22:09:50 CEST status = preprocess

22:09:54 CEST starting up solver

22:09:55 CEST running solver

22:10:14 CEST early shutoff detected at 32%, exiting.

              status = postprocess

              status = success

22:10:16 CEST View simulation result at
              'https://tidy3d.simulation.cloud/workbench?taskId=fdve-6efbe8e7-38
              6d-4041-808b-a21b1eb13a83'.

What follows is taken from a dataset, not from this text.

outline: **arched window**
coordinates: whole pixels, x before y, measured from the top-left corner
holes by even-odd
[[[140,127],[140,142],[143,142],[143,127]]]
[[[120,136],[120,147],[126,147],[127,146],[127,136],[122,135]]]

22:10:19 CEST loading simulation from simulation_data.hdf5

[24]:

sim_data_opt.plot_field(
    field_monitor_name="field_xy", field_name="Hz", val="real", vmin=-0.3, vmax=0.3
)

plt.show()

../_images/notebooks_Autograd20MetalensWaveguideTaper_46_0.png

[25]:

T_opt = np.abs(sim_data_opt["mode"].amps.sel(direction="+").values) ** 2
plt.plot(ldas, 10 * np.log10(T_opt), c="red", linewidth=2, label="Optimized metalens taper")
plt.plot(ldas, 10 * np.log10(T_meta), c="blue", linewidth=2, label="Metalens taper")
plt.plot(ldas, 10 * np.log10(T_taper), c="black", linewidth=2, label="Linear taper")
plt.xlabel("Wavelength (μm)")
plt.ylabel("Insertion loss (dB)")
plt.ylim(-10, 0)
plt.legend()
plt.grid()
plt.show()

../_images/notebooks_Autograd20MetalensWaveguideTaper_47_0.png

Lastly, we can visualize how much each slot length has changed between the initial design and the optimized design.

[26]:

delta_l_slot = l_slots_opt - desired_l_slots

plt.scatter(ys, 1e3 * delta_l_slot)
plt.xlabel("Slot position (μm)")
plt.ylabel("Change of the slot length (nm)")
plt.show()

../_images/notebooks_Autograd20MetalensWaveguideTaper_49_0.png

Final Remarks#

In the optimization, we only optimize the slot lengths. In principle, other parameters such as the slot positions, widths, and taper shape can be optimized at the same time to potentially achieve a better result. Users are encouraged to explore these possibilities.

In the follow-up work Ma, Wei, Hou, Maojing, Luo, Ruiqi, Xiong, Bo, Liu, Nan, Liu, Guandong and Chu, Tao. "Topologically-optimized on-chip metamaterials for ultra-short-range light focusing and mode-size conversion" Nanophotonics, vol. 12, no. 6, 2023, pp. 1189-1197. DOI: 10.1515/nanoph-2023-0036, the authors applied level-set-based shape optimization, which allows a larger parameter space compared to what’s demonstrated in this notebook. Interested users are also encouraged to explore this direction by following our level set optimization example.